V. |
DIRECTLY RELATED GA TECHNIQUES |
Running a genetic algorithm entails setting a number of parameter values. Finding settings that work well on one problem is not a trivial task; if poor settings are used, a genetic algorithm performance can be severely impacted. This section deals with a new technique for setting the probabilities of applying genetic operators during the course of a run. The technique involves adapting the operator probabilities based on their observed performance as the run take place. In the section that follows, we summarize prior work in determining reasonable operator probabilities, describe experiments measuring the performance of the new technique, and describes a use of the technique in its first real-world application.
The problem dealt with in this paper is that a given genetic operator will be applied during reproduction. Setting operator probabilities correctly can be very important when one has limited resources with which to solve a problem or when one is comparing the performance of a genetic algorithm with the performance of other types of algorithms on the same problem. Two useful strategies have been employed by researchers in the genetic algorithm field to find good operator probabilities. One was contained in Ken DeJong's thesis work (DeJong, 1975); the other was described by John Grefenstette in (Grefenstette, 1986).
The problem DeJong and Grefenstette were attacking was that of determining robust parameter settings for population size, operator probabilities, and evaluation normalization techniques. The problem of adapting genetic algorithm parameters in general was simplified, in that the only chromosomal representation technique used was the bit string, and only two operators were considered - mutation and crossover. This is a simpler problem that of finding robust parameters for genetic algorithms across all representations, across the range of all possible operators, and so forth. Yet, even stripped down to the simple form just given, the problem is not easy to solve.

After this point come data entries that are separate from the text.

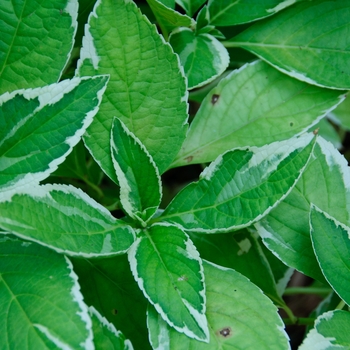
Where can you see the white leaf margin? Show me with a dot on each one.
(192, 251)
(48, 95)
(42, 191)
(125, 189)
(109, 326)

A first difficulty is that even in this stripped-down form, the problem is not precisely specified. We are asking for good values for the parameters, but measuring how good such values are is non-trivial, since the range of potential applications of genetic algorithms using binary representations is of infinite size. DeJong solved this difficulty by simplifying the problem more: he used a test suite of function optimization problems compiled by researchers in the field of function optimization theory to stand in for the full range of possible domains. DeJong's choice of functions in the test suite was a good one.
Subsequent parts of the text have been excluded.